One keynote address will be delivered by Anne Applebaum, a historian, journalist, and columnist for The Washington Post and Slate. Applebaum’s book, Gulag: A History, won the 2004 Pulitzer Prize for Non-Fiction. Her most recent book, Iron Curtain, was nominated for a National Book Award and won the 2013 Cundill Prize for historical literature.

A second keynote will be delivered by Edmund Morris, the Pulitzer Prize- and National Book Award-winning author of The Rise of Theodore Roosevelt and the bestselling sequels Theodore Rex and Colonel Roosevelt. He also wrote the authorized biography of President Reagan, Dutch: A Memoir of Ronald Reagan, and has written extensively for such publications as The New Yorker, The New York Times, and Harper’s.

Following the keynote addresses and audience questions, a panel discussion will be moderated by William Taubman, the Bertrand Snell Professor of Political Science Emeritus at Amherst College. Professor Taubman is the author of Khrushchev: The Man and His Era, which won the Pulitzer Prize for Biography in 2004 and the National Book Critics Circle Award for Biography in 2003.

The panel will include two retired social studies teachers, Richard Goldberg of Brookline High School and Robert Kostka of Bridgewater-Raynham High School; Harry Wu, founder and executive director of the Laogai Research Foundation; and John F. Kennedy Presidential Library and Museum Director, Thomas Putnam.

Thomas Birmingham, Pioneer Institute’s Distinguished Senior Fellow in Education, will offer introductory remarks. Birmingham is the former president of the Massachusetts Senate and a principal author of Massachusetts’ landmark 1993 Education Reform Act, which led the commonwealth to historic gains in student achievement.

In late 2012, a state commission recommended making passage of a U.S. History MCAS test a high school graduation requirement for Massachusetts public school students.
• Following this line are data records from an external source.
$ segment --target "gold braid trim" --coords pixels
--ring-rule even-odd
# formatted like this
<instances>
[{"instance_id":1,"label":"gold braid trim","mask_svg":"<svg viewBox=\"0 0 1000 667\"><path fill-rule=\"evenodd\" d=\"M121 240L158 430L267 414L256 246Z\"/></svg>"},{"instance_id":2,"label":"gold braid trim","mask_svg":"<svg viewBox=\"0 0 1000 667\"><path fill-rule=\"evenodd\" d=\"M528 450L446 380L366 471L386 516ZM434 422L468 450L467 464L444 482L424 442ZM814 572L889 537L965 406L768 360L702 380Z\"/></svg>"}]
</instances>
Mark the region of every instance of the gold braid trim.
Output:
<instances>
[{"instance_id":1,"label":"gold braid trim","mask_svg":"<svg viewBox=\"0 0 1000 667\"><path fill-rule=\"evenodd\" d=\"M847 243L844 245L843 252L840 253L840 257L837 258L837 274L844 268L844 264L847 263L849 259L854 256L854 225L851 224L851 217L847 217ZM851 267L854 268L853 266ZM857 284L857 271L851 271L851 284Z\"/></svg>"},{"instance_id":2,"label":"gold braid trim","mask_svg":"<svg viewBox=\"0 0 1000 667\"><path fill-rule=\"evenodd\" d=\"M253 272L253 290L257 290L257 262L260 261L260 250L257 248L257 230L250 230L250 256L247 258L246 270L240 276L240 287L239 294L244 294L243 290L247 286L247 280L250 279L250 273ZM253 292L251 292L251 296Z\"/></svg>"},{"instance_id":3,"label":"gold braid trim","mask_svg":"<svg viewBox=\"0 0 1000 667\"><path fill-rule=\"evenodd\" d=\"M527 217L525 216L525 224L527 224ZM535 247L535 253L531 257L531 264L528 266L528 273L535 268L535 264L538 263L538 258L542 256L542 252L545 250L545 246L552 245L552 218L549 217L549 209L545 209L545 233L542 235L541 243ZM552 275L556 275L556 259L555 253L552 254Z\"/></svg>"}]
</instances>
The commission’s report cited a Pioneer Institute poll that found that the commonwealth’s parents, teachers, and legislators all support restoring the U.S. History MCAS graduation requirement, which had long been planned to go into effect, but was dropped by the state Board of Elementary and Secondary Education in 2009.

The event is co-sponsored by the Gilder Lehrman Institute of American History, the Massachusetts Historical Society, the Concord Review, We the People: The Citizen and the Constitution, the American Principles Project, the National Association of Scholars, the Museum of World War II – Boston, and the New England Churchillians.

In recent years, Pioneer Institute has actively promoted rigorous, content-based academic standards that include U.S. History and civics instruction. The Institute has published  recent reports and polling on the lack of understanding of U.S. History, which has largely been neglected in public school instruction, and sponsored a U.S. History essay contest for Massachusetts high school students.

Pioneer has also hosted numerous events featuring Pulitzer Prize-winning U.S. historians and nationally-recognized figures on the Founding era, the Civil War, slavery, the Civil Rights era, the Supreme Court of the United States, Mark Twain, and Women’s history.

A book signing featuring Anne Applebaum, Edmund Morris, William Taubman, and Harry Wu will follow the event.

Pioneer Institute is an independent, non-partisan, privately funded research organization that seeks to improve the quality of life in Massachusetts through civic discourse and intellectually rigorous, data-driven public policy solutions based on free market principles, individual liberty and responsibility, and the ideal of effective, limited and accountable government.